O crescimento demográfico dos ultraortodoxos (Haredim), com seus privilégios inerentes, aumentará o conflito com a parte secular do país, assim como a imigração russa em massa está deslocando o centro de gravidade do país em detrimento dos judeus mizrahi, oriundos de países árabes. Além disso, crescem os sinais de oposição dentro do próprio governo: recentemente, a denúncia do tratamento desumano e da tortura a que os detidos palestinos são submetidos em prisões israelenses levou à renúncia do Procurador-Geral das Forças Armadas. E isso enquanto a mobilização de refuseniks (desertores e objetores ao serviço militar), de organizações judaicas que defendem os direitos palestinos, como a B'Tselem, e de opositores à ocupação e à guerra, sempre alvos da repressão governamental, continua sem cessar.

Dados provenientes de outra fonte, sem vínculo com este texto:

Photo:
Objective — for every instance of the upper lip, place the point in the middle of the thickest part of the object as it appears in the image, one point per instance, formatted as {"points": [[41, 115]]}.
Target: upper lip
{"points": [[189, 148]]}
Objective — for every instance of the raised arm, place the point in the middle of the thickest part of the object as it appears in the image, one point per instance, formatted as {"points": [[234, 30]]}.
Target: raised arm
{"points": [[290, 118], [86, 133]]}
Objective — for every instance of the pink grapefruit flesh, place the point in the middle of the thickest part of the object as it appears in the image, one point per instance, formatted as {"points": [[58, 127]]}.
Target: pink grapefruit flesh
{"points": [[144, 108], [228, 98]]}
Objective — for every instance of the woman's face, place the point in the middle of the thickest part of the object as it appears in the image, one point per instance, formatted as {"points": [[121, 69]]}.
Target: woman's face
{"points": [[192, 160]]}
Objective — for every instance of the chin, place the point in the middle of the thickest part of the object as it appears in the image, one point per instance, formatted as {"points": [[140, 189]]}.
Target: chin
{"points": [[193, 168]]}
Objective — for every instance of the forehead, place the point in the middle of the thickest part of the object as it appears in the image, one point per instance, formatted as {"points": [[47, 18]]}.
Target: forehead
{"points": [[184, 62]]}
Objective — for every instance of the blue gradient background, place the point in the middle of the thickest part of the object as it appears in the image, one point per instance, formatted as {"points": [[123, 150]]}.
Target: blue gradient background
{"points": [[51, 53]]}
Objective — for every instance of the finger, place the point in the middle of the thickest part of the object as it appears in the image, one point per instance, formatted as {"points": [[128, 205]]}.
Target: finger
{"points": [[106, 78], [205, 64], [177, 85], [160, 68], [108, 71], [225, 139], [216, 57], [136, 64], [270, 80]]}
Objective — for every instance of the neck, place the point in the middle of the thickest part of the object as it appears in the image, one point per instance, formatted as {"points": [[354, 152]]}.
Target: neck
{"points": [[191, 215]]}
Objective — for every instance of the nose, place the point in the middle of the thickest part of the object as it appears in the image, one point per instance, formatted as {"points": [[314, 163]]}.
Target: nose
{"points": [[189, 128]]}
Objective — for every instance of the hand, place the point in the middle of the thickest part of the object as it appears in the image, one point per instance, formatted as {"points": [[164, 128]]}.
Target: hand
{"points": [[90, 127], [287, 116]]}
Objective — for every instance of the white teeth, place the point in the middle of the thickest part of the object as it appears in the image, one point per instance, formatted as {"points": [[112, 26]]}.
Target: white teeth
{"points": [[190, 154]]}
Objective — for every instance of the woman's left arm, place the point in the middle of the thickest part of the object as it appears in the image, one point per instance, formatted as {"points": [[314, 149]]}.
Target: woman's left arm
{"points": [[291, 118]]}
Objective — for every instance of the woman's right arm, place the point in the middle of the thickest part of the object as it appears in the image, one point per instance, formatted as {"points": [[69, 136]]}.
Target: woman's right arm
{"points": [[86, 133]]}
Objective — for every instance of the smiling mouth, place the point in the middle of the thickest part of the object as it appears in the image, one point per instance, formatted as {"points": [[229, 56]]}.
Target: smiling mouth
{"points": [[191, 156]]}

E há também a resistência dos palestinos, especialmente da população que, apesar de tudo, resiste aos ataques de colonos, à expropriação de terras, à destruição de aldeias e à limpeza étnica na Cisjordânia, apoiada principalmente por Bezalel Smotrich, Ministro das Finanças, em meio à Autoridade Nacional Palestina, essencialmente passiva, cujos serviços de inteligência colaboram com os israelenses no controle da população. E depois há o povo de Gaza que, apesar das terríveis condições em que é forçado a sobreviver, vítima de decisões sobre as quais não tem escolha, rejeita qualquer oferta de exílio, de deixar uma terra atormentada com mais de 80% dos seus edifícios destruídos ou danificados.

Em seu livro recente, "O Fim de Israel", o historiador israelense Ilan Pappé prevê o rápido colapso do país, devido ao crescente conflito entre suas duas almas: uma enraizada no sionismo original e a outra no ultrassionismo religioso formado na escola do rabino americano Meir Kahane, que defendia a deportação de todos os palestinos e árabes dos territórios bíblicos do Grande Israel. Mas, seja qual for o desenvolvimento da situação naquela terra devastada, certamente devemos esperar mais sofrimento e derramamento de sangue. Será que a mobilização internacional e internacionalista conseguirá reverter profundamente o atual estado de coisas? Será que conseguirá levantar a questão de uma gestão diferente dos territórios, livre de fronteiras e identidades excludentes, finalmente consciente do valor destrutivo do nacionalismo e do valor construtivo do federalismo autogerido?